本算法可快速实现给定范围,刻度个数,自适应地获得应该显示的刻度值上下限,刻度值间距,及刻度值应该有多少位小数。
如下代码,运行后结果:
请输入坐标轴下限,上限:
3.13 5.67
3.0
3.5
4.0
4.5
5.0
5.5
6.0
请输入坐标轴下限,上限:
1123 5678
1000.
2000.
3000.
4000.
5000.
6000.
请输入坐标轴下限,上限:
103.130 103.156
103.125
103.130
103.135
103.140
103.145
103.150
103.155
103.160
请输入坐标轴下限,上限:
Module Fcode_Axes
Implicit None
contains
Subroutine Get_Axes_Tick( rMinVal , rMaxVal , nTick , graphmin , graphmax , d , nfrac )

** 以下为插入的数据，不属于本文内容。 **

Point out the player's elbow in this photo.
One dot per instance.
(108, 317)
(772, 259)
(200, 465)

Real , Intent(IN) :: rMinVal , rMaxVal
Integer , Intent(IN) :: nTick
Integer , Intent(OUT) :: nfrac
Real , Intent(OUT) :: d , graphmin , graphmax
Real :: range , t , rmax , rmin
rmax = rMaxVal
rmin = rMinVal
t = rmax - rmin
if ( t < 10*tiny(t) ) then
t = 1.0
rmax = rmax + 0.5
rmin = rmin - 0.5
end if
range = nicenum( t , 0 )
d = nicenum( range / (nTick-1) , 1 )
graphmin = floor( rmin / d ) * d
graphmax = ceiling( rmax / d ) * d
nfrac = Max( -floor(log10(d)) , 0 )
End Subroutine Get_Axes_Tick
Real Function NiceNum( x , round )
Real , target ,save :: rNC(4) = [1.5,3.,7.,1e37] , rNV(4) = [1.,2.,5.,1e37]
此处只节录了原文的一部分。